Thanks, Donna.
I'll start with the net interest margin that Johnny referenced in his comments. As we discussed on the January earnings call, we added approximately $500 million in cash through borrowings late in Q4. That cash -- that excess cash affected the Q4 net interest margin by 1-basis-point and the Q1 2024 net interest margin by 10 basis points as we had the cash for a full quarter. Additionally, we had event income in Q1 2024 that accounted for a 2-basis-point increase to the margin. Normalizing for those items, we would have seen a nice 3-basis-point improvement in the margin on a linked-quarter basis.
We continue to closely monitor asset repricing against the increasing cost on the funding side. The yield on loans, excluding the event income improved to 7.34% in Q1 and outpaced the increase in total deposit cost by a couple of basis points. During the quarter, total deposit costs increased 13 basis points to 2.22% while the yield on loans, excluding event income, increased 15 basis points to 7.34%. We will continue to negotiate pricing with core customers as we have been, but we are encouraged to see the pace of increases on the deposit side begin to moderate.
Switching to liquidity and funding. It was great to see an increase in deposits again in Q1 with solid growth from several of the Florida, Texas and Arkansas regions. Total deposits increased $78 million for the quarter. The deposit mix movement was similar to prior quarters as CDs continue to be in focus for the consumer. Noninterest-bearing balances grew by $30 million in Q1 and account for 24.4% of total deposits.
Alternative funding sources remain extremely strong with broker deposits still only comprising 2.2% of liabilities. The loan-to-deposit ratio was in line with the prior quarter standing at 86% as of March 31. On the asset side, in-period loan balances increased $89 million, led by growth from CCFG, Shore along with several individual regions within the community bank markets. On loan originations, as Johnny mentioned, we saw a volume of $954 million in Q1, with approximately 2/3 of the closing volume coming from the community bank regions.
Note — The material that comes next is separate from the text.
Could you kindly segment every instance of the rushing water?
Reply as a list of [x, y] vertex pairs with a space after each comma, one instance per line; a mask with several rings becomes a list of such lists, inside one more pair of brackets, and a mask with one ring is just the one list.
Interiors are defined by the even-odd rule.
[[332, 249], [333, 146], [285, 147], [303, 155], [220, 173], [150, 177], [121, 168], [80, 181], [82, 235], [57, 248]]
Yields on those originations continue to improve with an average coupon of 9.28% in Q1. Payoff volume declining from Q4 was a total of $549 million, which appears to be the lowest level we've seen in nearly 5 years.
Closing, with the previously mentioned strength of our company, all capital ratios remain extremely strong with a tangible common equity ratio of 11.06%, a leverage ratio of 12.3% and a total risk-based capital ratio of 17.9%. We repurchased 1,026,000 shares in Q1 under our repurchase plan, and we've repurchased about $400,000 or so far this month through our 10b5-1 plan. So we continue to be active there.
With that, Donna, I will turn it back over to you.